Judith

The novel that launched van Herk into international acclaim, Judith charts the struggles of its eponymous protagonist as she navigates the day to day physicality of working a pig farm, as well as her struggles against her memory, the possibilities of her future, and the men who have sought to define her. Judith’s voice — alternately angry and melancholy, always defiant — works in heady conversation with that of the pigs, the mysterious, silent beings she’s chosen as her living. As the novel unfolds, it weaves the reader into ever tighter, more bewildering knots of the people who prompted her to flee from her childhood farm into the city, and back again to a farm of her own, remaking herself in the image of who she had been.

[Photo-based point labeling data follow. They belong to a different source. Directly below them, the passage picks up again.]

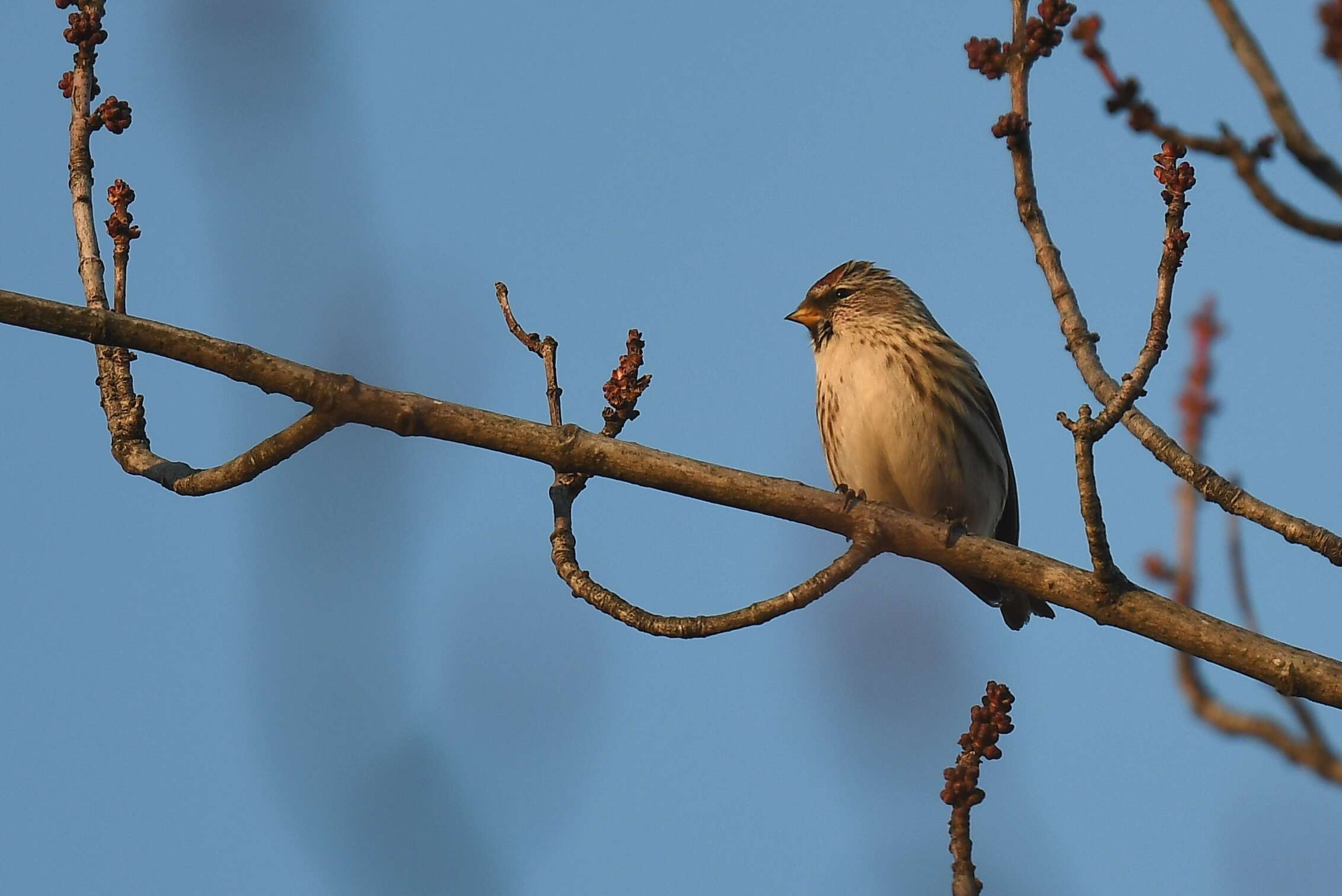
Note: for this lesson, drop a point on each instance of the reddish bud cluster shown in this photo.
(120, 227)
(113, 113)
(85, 30)
(624, 387)
(1013, 126)
(988, 722)
(1159, 567)
(1330, 14)
(68, 85)
(988, 57)
(1046, 33)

Melding past and present in a narrative as intricate as memory itself, Judith explores how our homes shape us, how we find agency within the roles we can’t escape, and how every self we claim and are given leaves its mark.

 

“After the strangeness of the new place disappeared and when she was not there, they grunted and moaned with pleasure. Rubbing their itchy backs against the rough new wood, rooting deep into the thickness of crackling straw; she could not apprehend the sense of herself that they snuffed up, that they overtook and claimed. They reserved their wariness for her presence, waiting for her voice and her laughter, waiting for her tightness to slip and for her to reveal herself and let their common female scents mingle.”